Thursday, March 22, 2012

What Would Your Memoir Say?


Anytime we write anything, we have to first determine who our audience would be.  Knowing to whom you write, determines how and what we write.  I’ve read many memoirs over the past few years, and can see a difference quite easily of what audience the author wanted for their memories.  There were a few different types of memoirs I discovered.  More may exist, but these are the ones I noticed most.

1.    The General Audience – This is when the author focuses mainly on their accomplishments and the road of their life experience that brought them to that point of success. It’s quite the ‘brag’ memoir. Most celebrities are found here.
2.    The Professional Audience – This is when the author wants to impress the elite of their field by way of showing their own discoveries, talents and achievements with their professional ability. In my case it would be writing.
3.    The Specific Audience – This is when the author focuses mainly on their peers (those with the same interests), and the road of life experiences that brought them to that specific point of view, be it political, social or religious ideology. 
4.    The Intimate Audience – This is when the author focuses mainly on those they are relation with, and hope to spread understanding and enlightenment to those intimate relations, revealing the purposes behind many of their choices, and through the example of their life experiences, show how they arrived to the point of view they carry.

I’ve been asked to write a memoir for someone else, someone of prominent standing in the world, and was excited about the project, which was being written for a general, professional and specific audience.  However, I recently discovered what I truly desired was for this memoir to have been for an intimate audience. I didn’t want to showcase this person and all of their success in the world.  I wanted to tell a story that spoke of bravery, growing pains, making mistakes and learning from them, and ultimately humanizing this person – pulling them off their public platform and showing them for the frail human they were; not for them, or those in their professional community, but for their family, especially their grown children.

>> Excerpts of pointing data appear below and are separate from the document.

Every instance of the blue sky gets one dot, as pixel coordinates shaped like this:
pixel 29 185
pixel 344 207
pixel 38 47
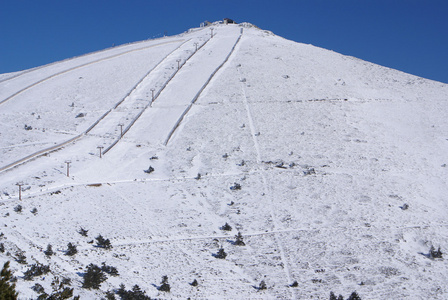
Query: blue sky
pixel 408 35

You might ask yourself why I would have wanted to do that for this person.  The simple answer is: Because I wanted the same for myself.  I have two daughters and a son who are all young adults now.  They are making their way through this world as best they know how.  Sometimes they make good decisions and sometimes bad, just like everyone else.  They’re old enough now that our relationship needs to change, moving from me being their over-bearing, protective Mama Bear, to becoming their Rock of Safety and Acceptance.  No matter how much we try to deny it, we all strive for the acceptance of our parents, even if we hate and despise them.  The only way I can become beneficial for them, is to change the way they see me.  I will always be their mother, and they will always love me for that – even if they’re angry with me.  However, if I’m to be of any value to them as an adult, they need to see me as an individual, someone who’s lived a life just as they’re living now, someone who has made mistakes and learned to get back up, someone who has had fears of their own and learned to face them.  I need them to see me as a person of my own, not just their mother.  I need to become human to them.  I was once a little girl with hopes and fears; a teenager with angst and dreams; a young woman trying to make her way in this world the best I knew how, and then a mother, a woman of a professional career, and now a woman chasing her dreams.   If my young adult children can see that I’m just as fallible, scared, weak, strong, determined, and capable of failure as I strive for success, then that is a good thing.  Not that they can see they are either better or worse than me, but that we both stand on common ground in this world – as equals.  I’m not their judge, jury and executioner in their quest to become independent adults.  I can let go of the reins I’ve had to use in raising them (pulling them up, pushing them on, pulling them back), but I’d want them to know they don’t have to walk alone.  THAT would be the memoir I’d write. 

What about you? Who would you write your memoir for?  What would your memoir say and why?